Ce ne sono 5 in tutto il mondo, il quinto è completamente italiano ed è la realizzazione di un sogno: il Claviorgano, l’unione di due strumenti come il clavicembalo e l’organo, in grado di dare la giusta forma per la prima, a distanza di 300 anni, a musiche di autori come Haendel.
Haendel, John Stanley, Charles Wesley, Thomas Augustine Arne: nel 2015 la tecnologia è arrivata “in soccorso” all’utopia di questi musicisti, consentendo la realizzazione del primo Claviorgano in grado di risolvere i problemi correlati ai materiali di fattura e alla reale utilizzabilità.
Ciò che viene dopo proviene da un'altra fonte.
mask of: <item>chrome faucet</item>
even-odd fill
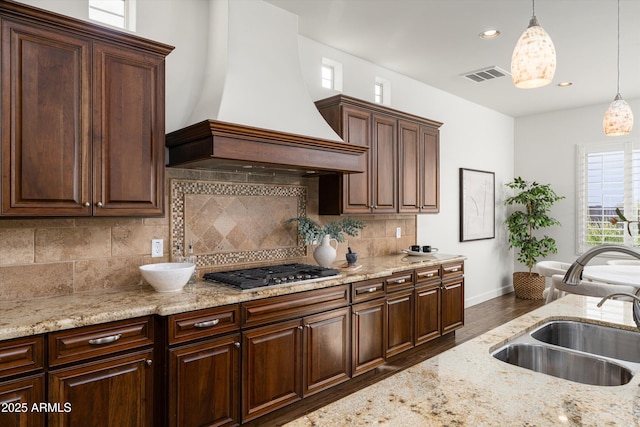
[[[587,252],[582,254],[578,259],[576,259],[573,264],[567,270],[567,273],[564,275],[562,281],[567,285],[578,286],[582,281],[582,271],[584,270],[584,266],[587,265],[589,261],[591,261],[594,257],[605,253],[605,252],[620,252],[626,255],[631,255],[634,258],[640,259],[640,252],[635,249],[628,248],[626,246],[620,245],[600,245],[596,246],[593,249],[589,249]],[[615,292],[607,295],[602,298],[598,303],[598,307],[601,307],[602,304],[609,298],[613,298],[616,296],[626,296],[631,297],[633,299],[633,321],[636,322],[636,326],[640,329],[640,297],[638,297],[638,293],[640,289],[636,292],[636,295],[629,294],[626,292]]]
[[[633,298],[633,321],[636,322],[636,326],[640,329],[640,297],[634,294],[630,294],[627,292],[615,292],[613,294],[609,294],[606,297],[602,298],[598,303],[598,307],[602,307],[602,304],[609,298],[617,297],[617,296],[625,296]]]
[[[640,259],[640,252],[635,249],[628,248],[626,246],[620,245],[600,245],[596,246],[593,249],[589,249],[587,252],[582,254],[578,259],[576,259],[567,273],[564,275],[562,281],[567,285],[577,286],[580,284],[582,280],[582,270],[584,270],[584,266],[587,265],[591,259],[594,257],[605,253],[605,252],[620,252],[626,255],[631,255],[634,258]]]

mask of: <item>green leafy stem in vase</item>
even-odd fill
[[[298,222],[298,235],[304,240],[305,245],[320,243],[327,234],[338,242],[344,242],[345,234],[355,237],[358,235],[359,230],[366,226],[364,222],[349,217],[344,217],[341,221],[331,221],[321,226],[314,220],[301,216],[289,218],[284,224],[287,225],[296,221]]]
[[[611,224],[616,225],[619,222],[626,222],[627,223],[627,233],[629,233],[629,236],[632,236],[631,234],[631,224],[636,224],[636,227],[638,229],[638,232],[640,233],[640,221],[630,221],[628,220],[623,214],[622,211],[620,211],[620,208],[616,208],[616,214],[618,215],[618,217],[613,217],[610,219]]]

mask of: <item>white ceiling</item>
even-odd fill
[[[460,76],[510,70],[529,0],[267,1],[298,15],[303,36],[513,117],[608,104],[616,95],[616,0],[535,3],[557,52],[553,83],[538,89],[517,89],[510,76],[482,83]],[[640,97],[640,1],[621,0],[620,11],[620,91],[630,100]],[[489,28],[502,34],[480,39]],[[562,81],[573,86],[558,87]]]

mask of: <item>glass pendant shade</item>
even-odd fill
[[[548,85],[556,72],[556,49],[547,32],[532,17],[511,56],[511,78],[516,87]]]
[[[622,99],[620,94],[617,94],[604,113],[604,119],[602,120],[604,134],[607,136],[628,135],[631,133],[632,128],[633,111],[631,111],[627,101]]]

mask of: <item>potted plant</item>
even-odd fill
[[[513,287],[516,297],[525,299],[542,299],[545,278],[533,273],[533,266],[540,257],[557,253],[556,241],[549,237],[536,237],[536,230],[560,225],[560,222],[549,216],[551,206],[564,196],[558,196],[549,184],[525,181],[517,177],[507,187],[516,190],[516,194],[505,200],[507,206],[519,206],[507,217],[509,231],[509,248],[518,249],[518,261],[529,268],[529,272],[513,273]]]
[[[322,267],[330,267],[335,261],[338,242],[344,242],[344,234],[355,237],[358,235],[358,231],[366,226],[364,222],[349,217],[321,226],[306,216],[290,218],[285,221],[285,225],[296,221],[298,222],[298,235],[304,244],[317,245],[313,251],[313,258]],[[332,239],[336,242],[335,247],[331,246]]]

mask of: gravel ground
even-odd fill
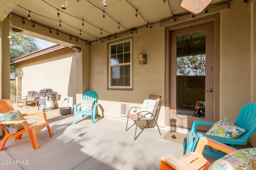
[[[19,110],[22,113],[42,112],[43,109],[44,108],[44,106],[40,105],[39,106],[39,110],[38,110],[38,105],[36,106],[35,104],[28,104],[26,108],[26,105],[23,105],[22,104],[19,103],[19,106],[17,106],[17,103],[14,103],[12,105],[15,109]],[[45,111],[46,114],[47,120],[49,122],[73,116],[73,111],[72,110],[71,113],[68,115],[62,115],[60,114],[58,108],[47,109]],[[38,115],[25,116],[24,118],[29,125],[38,122],[40,121],[40,117]]]

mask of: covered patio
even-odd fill
[[[8,141],[0,151],[0,160],[6,161],[1,168],[157,170],[161,157],[183,155],[182,144],[163,139],[156,128],[145,129],[134,141],[135,126],[126,132],[124,121],[104,117],[92,124],[90,119],[80,116],[74,125],[73,120],[71,117],[49,123],[52,137],[47,129],[38,133],[36,150],[27,134]]]

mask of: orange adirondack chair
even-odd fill
[[[14,107],[10,100],[0,100],[0,113],[7,113],[14,110]],[[0,126],[5,132],[5,135],[1,142],[1,143],[0,143],[0,150],[2,150],[6,141],[9,139],[14,137],[15,137],[15,140],[20,139],[22,137],[23,133],[28,133],[28,137],[34,149],[36,149],[38,148],[36,133],[40,131],[44,128],[47,127],[50,136],[52,136],[52,135],[50,126],[48,124],[45,112],[25,113],[22,115],[23,116],[39,115],[41,120],[40,122],[35,123],[30,126],[28,125],[26,120],[0,122]],[[4,126],[3,125],[13,123],[22,123],[25,128],[13,134],[10,134]]]

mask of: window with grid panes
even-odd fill
[[[109,87],[132,88],[132,40],[110,44]]]

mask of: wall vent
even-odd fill
[[[129,111],[128,110],[129,109],[128,107],[128,103],[121,102],[120,108],[121,116],[127,117],[127,114],[128,114],[128,111]]]

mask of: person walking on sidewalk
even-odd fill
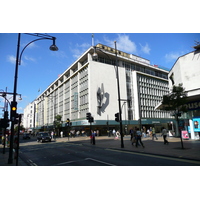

A idearlo e realizzarlo con i più moderni materiali e l’immancabile struttura in legno, l’italiano Massimiliano Muzzi, organista di fama mondiale e Membro onorario del Royal College of Organist di Londra, che, accompagnato dall’eccellente Orchestra del Maggio Fiorentino, ha voluto mettere subito all’opera il suo Claviorgano.

Fibre in carbonio e legno per uno strumento che per la prima volta ha dato voce fedelmente alla produzione inglese del Settecento con il Cd “Claviorganum” (in uscita il 4 dicembre 2015 per Suono Records): 300 anni dopo l’incontro tra la Storia della Musica, l’utopia artistica e la tecnologia, per un progetto discografico unico al mondo, registrato in altissima definizione con la regia del suono di Fabio Galadini, l’esecuzione di Massimiliano Muzzi e l’accompagnamento dell’Orchestra del Maggio Fiorentino, e Lorenzo Fuoco come Maestro Concertatore.